A pesar que algunos esporozoítos pueden evadir la acción de anticuerpos específicos (Ferreira y Cols., 1987; Schofield y Cols., 1987) y estable cerse en el hígado, el γ-IFN por sí solo tampoco parece ser suficiente para proporcionar inmunidad estéril, ya que se requieren niveles muy altos para erradicar las EEF (Ferreira y Cols., 1986). Sin embargo, es posible que estos dos componentes, γ-IFN y anticuerpos específicos, actuando aditivamente, puedan proporcionar protección completa. Por lo tanto, la contribución relativa de los mecanismos humorales y celulares en la inmunidad antiesporozoíto y anti-EEF, depende de la interacción de por lo menos tres variables: 1) título de anticuerpos neutralizantes, 2) grado y tipo de respuesta celular al antígeno y 3) tamaño de la dósis de desafío.
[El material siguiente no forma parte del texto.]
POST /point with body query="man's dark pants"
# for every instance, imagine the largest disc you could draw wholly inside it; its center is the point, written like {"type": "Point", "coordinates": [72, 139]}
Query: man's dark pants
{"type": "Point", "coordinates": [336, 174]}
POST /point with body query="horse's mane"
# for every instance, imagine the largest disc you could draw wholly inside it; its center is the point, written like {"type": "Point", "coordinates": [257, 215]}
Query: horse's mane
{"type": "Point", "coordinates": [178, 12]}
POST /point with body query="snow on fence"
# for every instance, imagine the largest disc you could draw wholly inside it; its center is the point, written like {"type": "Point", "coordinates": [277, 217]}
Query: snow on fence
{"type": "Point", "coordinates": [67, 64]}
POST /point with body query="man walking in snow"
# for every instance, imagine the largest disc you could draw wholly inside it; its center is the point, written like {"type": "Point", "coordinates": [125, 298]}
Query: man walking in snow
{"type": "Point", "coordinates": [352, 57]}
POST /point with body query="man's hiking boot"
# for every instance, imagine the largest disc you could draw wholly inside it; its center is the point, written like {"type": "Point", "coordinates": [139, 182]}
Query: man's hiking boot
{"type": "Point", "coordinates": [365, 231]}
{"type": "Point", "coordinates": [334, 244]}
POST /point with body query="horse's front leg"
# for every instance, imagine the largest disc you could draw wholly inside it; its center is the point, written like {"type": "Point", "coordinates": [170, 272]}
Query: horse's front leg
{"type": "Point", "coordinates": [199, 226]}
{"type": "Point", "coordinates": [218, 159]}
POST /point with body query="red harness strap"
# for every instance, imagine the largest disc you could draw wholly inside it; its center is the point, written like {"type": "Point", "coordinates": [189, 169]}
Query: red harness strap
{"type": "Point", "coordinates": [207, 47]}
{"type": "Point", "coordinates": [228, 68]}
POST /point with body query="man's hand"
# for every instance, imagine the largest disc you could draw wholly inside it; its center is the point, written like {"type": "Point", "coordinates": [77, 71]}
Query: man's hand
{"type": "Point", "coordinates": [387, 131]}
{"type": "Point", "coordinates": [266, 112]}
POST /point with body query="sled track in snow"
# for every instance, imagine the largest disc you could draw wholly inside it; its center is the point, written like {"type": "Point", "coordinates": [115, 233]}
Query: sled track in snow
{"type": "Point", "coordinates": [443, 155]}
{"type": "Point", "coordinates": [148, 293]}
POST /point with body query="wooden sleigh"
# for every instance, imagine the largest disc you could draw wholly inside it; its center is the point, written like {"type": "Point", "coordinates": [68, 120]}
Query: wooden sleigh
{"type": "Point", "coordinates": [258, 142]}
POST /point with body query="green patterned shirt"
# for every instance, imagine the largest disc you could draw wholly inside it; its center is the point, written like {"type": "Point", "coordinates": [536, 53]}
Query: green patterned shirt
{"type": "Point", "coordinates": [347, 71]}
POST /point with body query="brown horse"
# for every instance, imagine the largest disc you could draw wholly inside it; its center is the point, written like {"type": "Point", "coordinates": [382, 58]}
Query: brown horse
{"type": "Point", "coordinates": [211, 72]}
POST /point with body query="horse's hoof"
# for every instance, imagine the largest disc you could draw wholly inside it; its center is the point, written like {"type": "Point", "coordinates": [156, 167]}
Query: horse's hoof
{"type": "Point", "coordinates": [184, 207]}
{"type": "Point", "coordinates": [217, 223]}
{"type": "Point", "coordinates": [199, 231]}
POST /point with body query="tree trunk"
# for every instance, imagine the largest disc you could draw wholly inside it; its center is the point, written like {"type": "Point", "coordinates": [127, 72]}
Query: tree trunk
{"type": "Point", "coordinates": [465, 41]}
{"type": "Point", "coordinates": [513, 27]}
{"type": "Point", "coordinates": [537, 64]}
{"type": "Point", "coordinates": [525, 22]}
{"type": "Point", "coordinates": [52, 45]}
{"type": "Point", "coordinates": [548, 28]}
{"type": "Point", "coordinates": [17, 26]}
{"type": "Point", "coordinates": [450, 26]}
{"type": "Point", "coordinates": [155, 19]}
La destrucción in vivo de las células T CD4+ no afectó la inmunidad del huésped y los animales CD4+ intactos, cuya población de células CD8+ fue eliminada, fueron susceptibles al desafío. Por lo tanto, los epítopos, restringidos por antígenos de Clase II, para células T ayudantes, requeridos para la producción de anticuerpos contra la proteína CS, no son suficientes para sensibilizar las células T e inducir la protección mediada por γ-IFN. Las células CD8+ reconocen epítopos restringidos por antígenos de histocompatibilidad de Clase I, que pueden ser estructuralmente diferentes.
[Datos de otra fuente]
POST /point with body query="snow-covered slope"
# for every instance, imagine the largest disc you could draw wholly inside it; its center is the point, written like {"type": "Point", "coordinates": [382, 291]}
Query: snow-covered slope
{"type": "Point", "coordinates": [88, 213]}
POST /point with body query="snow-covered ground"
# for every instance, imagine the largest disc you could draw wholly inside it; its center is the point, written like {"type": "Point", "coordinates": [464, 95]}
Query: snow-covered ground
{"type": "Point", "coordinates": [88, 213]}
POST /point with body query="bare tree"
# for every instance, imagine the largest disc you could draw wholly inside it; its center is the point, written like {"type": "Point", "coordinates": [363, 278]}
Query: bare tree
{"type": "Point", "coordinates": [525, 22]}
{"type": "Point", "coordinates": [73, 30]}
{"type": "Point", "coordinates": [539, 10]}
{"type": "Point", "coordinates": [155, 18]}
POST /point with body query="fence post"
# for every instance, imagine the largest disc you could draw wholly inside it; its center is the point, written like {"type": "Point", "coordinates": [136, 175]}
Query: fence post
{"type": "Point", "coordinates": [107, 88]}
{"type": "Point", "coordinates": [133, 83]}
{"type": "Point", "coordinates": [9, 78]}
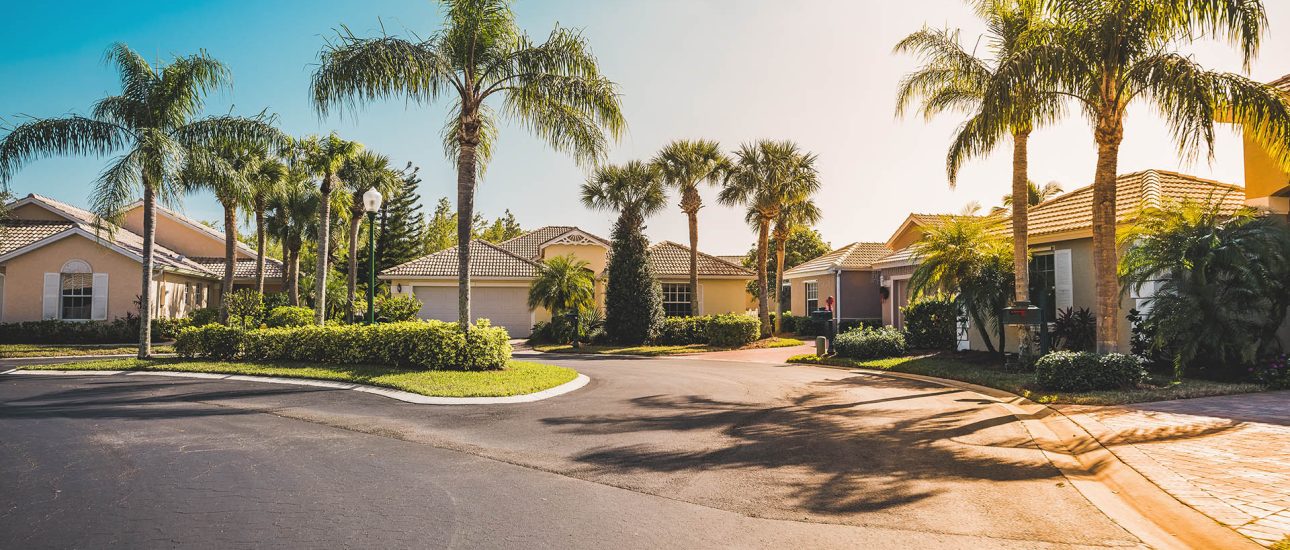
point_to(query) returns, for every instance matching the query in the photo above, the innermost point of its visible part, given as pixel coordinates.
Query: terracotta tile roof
(486, 261)
(668, 258)
(243, 269)
(855, 256)
(16, 234)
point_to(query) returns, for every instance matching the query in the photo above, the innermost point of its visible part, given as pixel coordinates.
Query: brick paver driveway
(1227, 457)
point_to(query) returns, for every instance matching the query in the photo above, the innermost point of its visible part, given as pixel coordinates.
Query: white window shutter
(98, 302)
(1062, 280)
(49, 309)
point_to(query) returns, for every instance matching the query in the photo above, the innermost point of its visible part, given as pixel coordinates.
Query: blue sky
(817, 71)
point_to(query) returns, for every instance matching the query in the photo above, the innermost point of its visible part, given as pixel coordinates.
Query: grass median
(986, 373)
(516, 378)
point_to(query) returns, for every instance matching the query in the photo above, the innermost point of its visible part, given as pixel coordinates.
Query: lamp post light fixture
(370, 204)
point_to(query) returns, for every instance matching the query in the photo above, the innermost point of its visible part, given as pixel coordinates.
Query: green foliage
(1075, 329)
(930, 323)
(289, 316)
(245, 307)
(426, 345)
(395, 309)
(1082, 371)
(868, 342)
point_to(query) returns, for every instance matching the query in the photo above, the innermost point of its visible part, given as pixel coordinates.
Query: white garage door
(503, 306)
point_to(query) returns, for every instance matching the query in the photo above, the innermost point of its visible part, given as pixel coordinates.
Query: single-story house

En resumen, los resultados discutidos en esta revisión sugieren que una vacuna humana efectiva, basada en esporozoítos, requerirá de la incorporación de péptidos sintéticos (o de la proteína recombinante) capaces de inducir altos títulos de anticuerpos neutralizantes contra la proteína CS y de sensibilizar poblaciones de células T. Estas células deberán responder a antígenos parasitarios, presentados durante el desafío natural, con la producción de γ-IFN, el que actuará contra aquellos parásitos que escapen a la acción de los anticuerpos.
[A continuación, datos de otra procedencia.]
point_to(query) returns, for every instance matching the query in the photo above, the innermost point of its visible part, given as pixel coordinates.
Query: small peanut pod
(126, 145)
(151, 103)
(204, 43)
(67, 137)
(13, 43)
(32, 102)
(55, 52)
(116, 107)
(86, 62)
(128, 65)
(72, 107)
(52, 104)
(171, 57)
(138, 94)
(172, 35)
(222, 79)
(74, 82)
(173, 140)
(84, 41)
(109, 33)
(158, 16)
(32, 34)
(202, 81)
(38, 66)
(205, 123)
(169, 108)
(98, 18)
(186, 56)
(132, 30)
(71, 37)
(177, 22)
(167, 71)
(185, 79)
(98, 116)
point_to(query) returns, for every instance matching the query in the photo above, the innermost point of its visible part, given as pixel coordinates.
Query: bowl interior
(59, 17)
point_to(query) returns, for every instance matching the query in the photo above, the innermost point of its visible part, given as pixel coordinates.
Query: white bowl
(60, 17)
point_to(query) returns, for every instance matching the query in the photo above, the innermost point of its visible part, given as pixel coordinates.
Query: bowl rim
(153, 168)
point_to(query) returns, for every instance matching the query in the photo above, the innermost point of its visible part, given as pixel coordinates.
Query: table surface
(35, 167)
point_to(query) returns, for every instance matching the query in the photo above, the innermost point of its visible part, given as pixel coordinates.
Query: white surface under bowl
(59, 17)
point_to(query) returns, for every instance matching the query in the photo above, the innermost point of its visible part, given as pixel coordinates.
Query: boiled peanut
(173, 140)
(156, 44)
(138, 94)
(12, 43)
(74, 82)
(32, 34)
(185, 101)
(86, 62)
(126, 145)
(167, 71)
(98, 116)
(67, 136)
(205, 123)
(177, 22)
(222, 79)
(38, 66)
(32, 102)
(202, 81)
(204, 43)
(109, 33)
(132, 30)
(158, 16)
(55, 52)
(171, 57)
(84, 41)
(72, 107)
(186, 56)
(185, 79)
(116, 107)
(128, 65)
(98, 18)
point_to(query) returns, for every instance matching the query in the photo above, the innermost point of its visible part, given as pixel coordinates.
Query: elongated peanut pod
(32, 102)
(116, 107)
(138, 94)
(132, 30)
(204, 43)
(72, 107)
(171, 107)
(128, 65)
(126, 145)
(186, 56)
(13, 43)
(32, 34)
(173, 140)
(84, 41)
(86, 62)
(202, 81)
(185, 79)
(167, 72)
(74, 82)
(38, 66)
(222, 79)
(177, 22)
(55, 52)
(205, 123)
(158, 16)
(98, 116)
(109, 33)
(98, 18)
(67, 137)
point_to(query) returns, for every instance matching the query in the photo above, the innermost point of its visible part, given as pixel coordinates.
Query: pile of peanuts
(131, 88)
Es probable que el modelo de parasitismo intracelular presentado aquí incluya estrategias desarrolladas por el huésped y por el parásito durante millones de años de evolución. Es posible que, al menos parte de estas estrategias, sean comunes a otros modelos de parasitismo intracelular (Toxoplasma, Chlamydia Babesia, Trypanosoma, etc.). El modelo de malaria señala que el accionar del inmunólogo para proporcionar inmunógenos (vacunas) antiparásitos intracelulares, de importancia en medicina humana y veterinaria, deberá sustentarse en el conocimiento inmunológico básico que le permita manipular y desviar estas estrategias en beneficio del huésped.

Agradecimientos

Los autores agradecen a los Dres. Víctor Nussenzweig y Ruth Nussenzweig por su apoyo esencial, a John Allocco, Hi Ni Wang y M. Lorena Ferreira por su excelente ayuda técnica y a María E. Aranguren por la preparación del texto.

Las investigaciones presentadas han sido apoyadas por las siguientes organizaciones: Agency for International Development, National Institutes of Health y Mc Arthur Foundation.